I support a president who gave me a war without a reason I understood, sent home dozens of young GIs in coffins after he said the war was over, allowed hundreds of thousands of jobs to be transferred overseas, bragged of a tax break that barely showed up on my pay stub and watched as the national government ran up a record deficit. I plan to vote for his re-election next year.
In past years, I voted for candidates who promised to keep “the Negro in his place” and voted against candidates who vowed to improve my economic plight, though I wallowed in poverty at the time.
I proclaim my love for the wondrous natural beauty of my state – for its great mountains, magnificent rivers and majestic marshes. Yet protecting the environment is among the lowest items on my list of public priorities.
I am opposed to sex education in public schools, yet I live in a state that has one of the nation’s highest illegitimate birth rates.
Bill O’Reilly, Rush Limbaugh and Sean Hannity are my heroes. Al Franken is a big fat Communist. And he’s not funny, either.

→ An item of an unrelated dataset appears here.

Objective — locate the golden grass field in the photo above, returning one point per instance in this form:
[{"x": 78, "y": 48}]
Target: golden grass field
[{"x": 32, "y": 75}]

I consistently vote against women for high office, and I am secretly proud that my state is one of the few that has never elected a woman governor.
I am a dyed-in-the-wool Georgia Bulldogs fan; I adore Athletics Director Vince Dooley and believe Coach Mark Richt may be a saint. Yet I read and write at an 8th-grade level and never attended UGA or any other college. To tell the truth, I didn’t graduate from high school.
I support the 1956 state flag, the one with the Confederate cross in the middle. I plan to vote against any legislator who voted to remove that flag. I participate in loud and raucous demonstrations to demand return of the 1956 flag to its official status. Yet I didn’t open my mouth last year when the Legislature introduced a law that would allow other folks to buy and sell the rights to Georgia’s water. I watched in silence as the politicians adopted another law that allowed lenders to legally gouge poor people.
I am in favor of closing all X-rated shops that carry films and books depicting explicit sex; yet I buy tickets to every movie involving the Matrix, the Terminator and any other purveyor of violence, mayhem and mass murder.
I am opposed to abortion under any circumstance, but I wholeheartedly favor the death penalty.
I spend four hours a day watching television and about five minutes reading a newspaper. I seldom go to church and have not visited a library since I left school.
I hate Jimmy Carter, and I’m not sure why. I think Bill Clinton is a lowdown, lying skunk, but I idolize Newt Gingrich and never understood why he resigned from Congress. I miss Newt.
I think Google is a website for watching naked girls.
I curse the traffic that becomes worse each day, but I am unalterably opposed to any new or expanded roads to relieve the traffic, especially if those roads are planned within a 100-mile radius of my home or work.
I drive a pickup truck or an SUV. I consider myself a conservationist.
I believe we ought to be able to deport any Muslim any time without having to go through a long courthouse rigmarole. I think we should suspend the Bill of Rights until we rid this nation of terrorists acts by Islamic fundamentalists. No, I do not think the same rules should apply to Baptist fundamentalists.
If I am black, I believe every public issue, no matter what, is tainted with ulterior racial motives. If I am white, I believe the same thing.
I tell my friends that Andy Young is one of our greatest and smartest African-American heroes, but I wouldn’t vote for him for dogcatcher.
I am overweight. I do not jog, eat quiche or go to gyms. Massage parlors? Maybe.
So who am I? Beats the hell out of me. I don’t know anyone like that. Do you?